Di che si tratta? Non si apre la scatola cranica, ma si entra attraverso il forame ovale facilmente raggiungibile dalla nuca, e si manda fino al cervello una sottile sonda che porta sulla punta un ago-elettrodo. Si arriva fino al ganglio di Gasser, dove ci sono le fibre nervose che danno la sensibilità  al viso, e che quindi sono responsabili della nevralgia del trigemino. Con il calore, si crea una microlesione che coagula la fibra nervosa e quindi  taglia la strada al dolore.»  

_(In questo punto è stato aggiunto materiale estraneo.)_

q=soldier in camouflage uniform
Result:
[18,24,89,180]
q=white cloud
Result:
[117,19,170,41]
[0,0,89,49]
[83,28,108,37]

Ma bisogna capire dove mirare, e andare a bersaglio non è facile. Dice Franzini: «Il problema è che nel ganglio di Gasser le fibre che danno sensibilità al viso sono mischiate con quelle che innervano la cornea, che non bisogna assolutamente toccare. Il paziente dorme, con una leggera anestesia generale. Bisogna svegliarlo e fare la prova, mandando una debole corrente ora in una fibra ora nell’altra. E chiedergli: “Dove sente la corrente?” L’intervento - non doloroso -  può durare anche più di un’ora, con successivi risvegli e addormentamenti. Fino a quando, grazie al controllo garantito dalle nuove tecnologie, si è sicuri di poter agire. Allora l’elettrodo passa la corrente, e il calore crea la microlesione che si voleva. Può esserci una leggera perdita di sensibilità nel viso, ma diminuirà nel tempo.»

QUALI I CENTRI

I risultati sono stabili, e il paziente, liberato dal dolore e dai farmaci analgesici, è restituito alla vita. L’importante è che si scelga un centro esperto. Quali sono, in Italia? Risponde Franzini: «A Milano, al Besta e al Galeazzi. A Torino, alle Molinette. A Verona, all’ospedale Borgo Trento. A Roma, al Gemelli e al Cto.»